Opened 8 years ago
Closed 8 years ago
#1014 closed defect (fixed)
mmCIF not assigning ss_id correctly
| Reported by: | Elaine Meng | Owned by: | Eric Pettersen |
|---|---|---|---|
| Priority: | moderate | Milestone: | |
| Component: | Input/Output | Version: | |
| Keywords: | Cc: | Greg Couch | |
| Blocked By: | Blocking: | ||
| Notify when closed: | Platform: | all | |
| Project: | ChimeraX |
Description
If 2gbp is read from mmCIF (but not PDB), ss_id = 1 refers to the second strand and the first helix, ss_id = 2 refers to the first strand and second helix. The correct behavior, as from PDB input, is for ss_id = 1 to refer to the first strand and first helix, 2 for the second strand and second helix, etc. Example commands:
open 2gbp
rainbow
sel ::ss_id=1
Change History (11)
comment:1 by , 8 years ago
| Cc: | added |
|---|---|
| Owner: | changed from to |
| Summary: | residue ss_id assigned incorrectly from mmCIF → residue ss_id assigned incorrectly from PDB |
follow-up: 2 comment:2 by , 8 years ago
It’s not a bug in the PDB reader if the PDB reader gets it right and the mmCIF reader gets it wrong. The ss_id is an index from N-term to C-term (sequence order). The order in the file is something different. It may be the spatial order of the strand in the sheet since the second strand is one edge of the sheet.

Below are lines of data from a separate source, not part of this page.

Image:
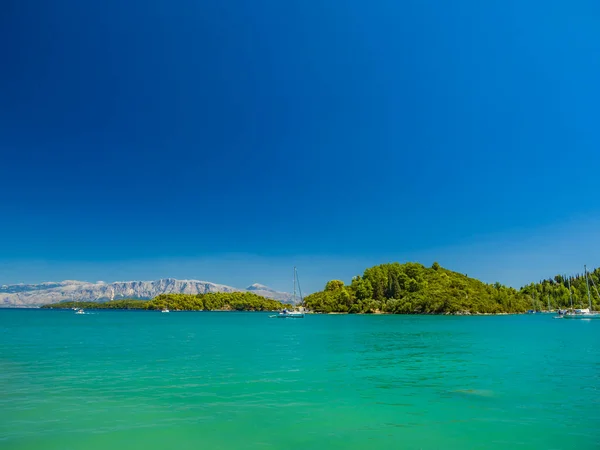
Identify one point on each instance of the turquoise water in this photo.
(116, 379)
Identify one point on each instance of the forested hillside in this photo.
(412, 288)
(238, 301)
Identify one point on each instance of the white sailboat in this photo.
(287, 314)
(583, 313)
(76, 308)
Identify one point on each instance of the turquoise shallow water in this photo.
(148, 380)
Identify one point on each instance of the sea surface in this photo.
(227, 380)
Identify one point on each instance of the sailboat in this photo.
(76, 308)
(533, 302)
(584, 313)
(287, 314)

follow-up: 3 comment:3 by , 8 years ago
It's a bug in the PDB reader, when it changes the order of the strands. The PDB file clearly identifies the order. On 1/23/2018 3:07 PM, Elaine Meng wrote:
comment:4 by , 8 years ago
ss_id is not reflecting the structure of the input file — it is reflecting the structure of the data. ss_id 1 is the first secondary structure element of that type in N->C order, regardless of how the input file has decided to order its listing. ss_id is also set by DSSP, which has no “input file” per se.
comment:5 by , 8 years ago
| Summary: | residue ss_id assigned incorrectly from PDB → mmCIF not assigning ss_id correctly |
|---|
Instead of having each reader figure out ss_id assignment itself, I could implement an "assign_ss_ids" call that both readers could use...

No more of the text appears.